When Jesus witnessed the widow putting in her two copper coins, her mite, he celebrated her and spoke about her in contrast to the “scribes.” These “scribes” represent the elite of the day who liked to have attention focused on them and their piety recognized (sound familiar?). However, when they gave to the Temple, they gave in a way in which there was no evident sacrifice. They gave what they would not miss and they could go on living in a showy kind of way. The widow did something remarkable; she gave all she had, little though it was. She didn’t want accolades or any kind of attention. She gave in a way that trusted God’s abundance. There was no evidence of a scarcity mentality for her.

It’s not news that giving in churches has declined in what I suspect in a way disproportionately to the decrease in membership. There are, of course, economic reasons for this such as the fact that families cannot survive on today’s minimum wage and people who receive social security cannot make ends meet either. In addition, we know there is a lot of competition for giving dollars. When folx tithed more regularly, the church provided a lot of social services. These days, the church provides fewer services. It is appropriate to think of a tithe as including all charitable giving – 5% to church and % to other non-profits. Yet, most of us give more like the scribes than like the widow.

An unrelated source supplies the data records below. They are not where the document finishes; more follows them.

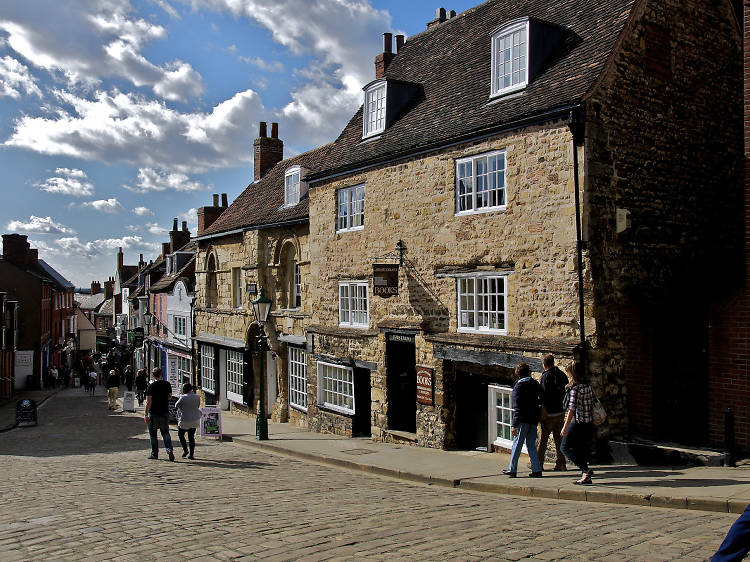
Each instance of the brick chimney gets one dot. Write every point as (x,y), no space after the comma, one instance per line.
(178,238)
(384,59)
(208,215)
(267,151)
(16,249)
(109,286)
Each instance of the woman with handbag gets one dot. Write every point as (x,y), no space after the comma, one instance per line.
(578,428)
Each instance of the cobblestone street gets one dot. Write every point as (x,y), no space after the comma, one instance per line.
(79,486)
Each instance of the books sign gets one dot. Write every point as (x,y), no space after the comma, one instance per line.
(424,385)
(384,279)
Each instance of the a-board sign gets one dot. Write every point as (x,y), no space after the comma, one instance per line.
(424,385)
(128,401)
(211,422)
(173,409)
(26,413)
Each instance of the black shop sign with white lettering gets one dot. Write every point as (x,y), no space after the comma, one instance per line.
(26,414)
(384,279)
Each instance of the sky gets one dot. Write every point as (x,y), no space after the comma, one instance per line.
(117,116)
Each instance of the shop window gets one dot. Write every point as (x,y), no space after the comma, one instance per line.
(297,378)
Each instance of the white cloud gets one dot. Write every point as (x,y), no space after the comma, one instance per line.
(39,225)
(109,41)
(15,79)
(143,211)
(123,127)
(111,205)
(68,182)
(154,180)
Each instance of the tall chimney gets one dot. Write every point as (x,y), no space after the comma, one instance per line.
(16,249)
(384,59)
(267,151)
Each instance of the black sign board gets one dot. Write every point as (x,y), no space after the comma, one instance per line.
(173,409)
(26,413)
(384,279)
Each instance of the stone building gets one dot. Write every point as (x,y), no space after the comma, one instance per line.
(546,178)
(260,241)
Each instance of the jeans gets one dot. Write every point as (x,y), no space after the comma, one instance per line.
(737,542)
(576,444)
(191,439)
(160,421)
(553,425)
(526,434)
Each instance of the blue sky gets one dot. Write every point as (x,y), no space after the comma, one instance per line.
(118,115)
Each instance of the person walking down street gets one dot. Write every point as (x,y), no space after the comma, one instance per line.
(188,418)
(578,428)
(113,384)
(526,413)
(141,382)
(553,383)
(129,378)
(157,413)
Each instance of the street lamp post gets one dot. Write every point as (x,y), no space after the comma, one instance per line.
(261,308)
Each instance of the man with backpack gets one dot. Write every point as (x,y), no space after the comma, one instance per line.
(553,383)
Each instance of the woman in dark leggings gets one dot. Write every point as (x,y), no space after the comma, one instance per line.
(188,418)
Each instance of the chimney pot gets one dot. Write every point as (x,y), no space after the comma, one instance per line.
(387,42)
(399,43)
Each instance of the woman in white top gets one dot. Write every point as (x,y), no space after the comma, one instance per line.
(188,418)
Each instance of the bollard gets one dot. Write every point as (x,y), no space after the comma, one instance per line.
(729,456)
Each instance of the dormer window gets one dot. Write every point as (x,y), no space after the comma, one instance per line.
(291,186)
(510,58)
(374,110)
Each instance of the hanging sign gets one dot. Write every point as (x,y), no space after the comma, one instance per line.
(384,279)
(424,385)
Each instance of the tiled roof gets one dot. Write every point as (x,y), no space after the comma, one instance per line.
(451,64)
(261,202)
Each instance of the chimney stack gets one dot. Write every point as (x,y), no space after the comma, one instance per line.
(384,59)
(267,151)
(16,249)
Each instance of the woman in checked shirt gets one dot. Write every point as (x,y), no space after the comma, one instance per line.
(578,429)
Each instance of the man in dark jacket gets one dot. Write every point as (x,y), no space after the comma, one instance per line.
(553,383)
(526,413)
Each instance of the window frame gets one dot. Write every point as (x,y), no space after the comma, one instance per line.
(297,371)
(501,34)
(351,201)
(474,181)
(476,329)
(353,299)
(294,170)
(208,369)
(234,367)
(376,88)
(322,366)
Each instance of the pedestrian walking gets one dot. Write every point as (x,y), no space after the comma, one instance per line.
(141,382)
(526,413)
(736,544)
(188,418)
(113,384)
(578,429)
(157,413)
(553,384)
(129,378)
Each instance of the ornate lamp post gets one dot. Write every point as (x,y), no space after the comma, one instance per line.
(261,308)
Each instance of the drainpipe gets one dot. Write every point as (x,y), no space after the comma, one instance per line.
(577,124)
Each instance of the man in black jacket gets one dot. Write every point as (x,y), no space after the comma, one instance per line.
(526,413)
(553,383)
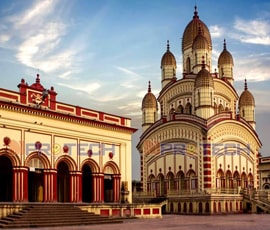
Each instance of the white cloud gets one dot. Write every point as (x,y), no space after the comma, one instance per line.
(87,88)
(253,67)
(252,31)
(216,31)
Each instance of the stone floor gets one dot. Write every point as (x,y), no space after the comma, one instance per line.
(173,222)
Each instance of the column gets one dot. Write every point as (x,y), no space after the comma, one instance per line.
(20,184)
(75,186)
(50,185)
(116,188)
(206,164)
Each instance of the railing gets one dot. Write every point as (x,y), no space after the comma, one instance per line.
(190,192)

We tend to give what we will not notice or miss. We give in a way that does not challenge us to conserve spending in other areas of our lives. We forget that stewardship is a spiritual practice that ought to prevade everything in our lives. I’m not suggesting we give everything we have to live on as that would be irresponsible. However, if we live into the spirit of giving that the widow exemplified, then we would be giving in a way that we notice. It isn’t a choice between paying rent or mortgage or other necessities. Rather, it is giving in a way that curbs our other spending. Perhaps it means making coffee at home. Perhaps it means saving a bit longer for a new TV. Our giving should indicate that we trust in God’s abundance and reject the scarcity of Empire.

This is why I am repeatedly astounded and grateful for Living Table’s decision to move into a whole new future. While individually we struggle to trust God’s abundance, as a community we are able to do just that. It’s not without risk, and we all know that. Yet, it is still the faithful thing to do. I’m wondering what each of us needs to let go of the scarcity mentality that the Empire uses to keep us divided and paralyzed. What might happen if we dream together of a future where we live in God’s abundance without fear of inadequacy of being, of finances, of action, of justice? And then seek to make that vision a reality. If a widow could do it with two coins of little value, then surely we can do it with all that we share together. What if the church took on the mission of breaking the hold of Empire and moving into abundance?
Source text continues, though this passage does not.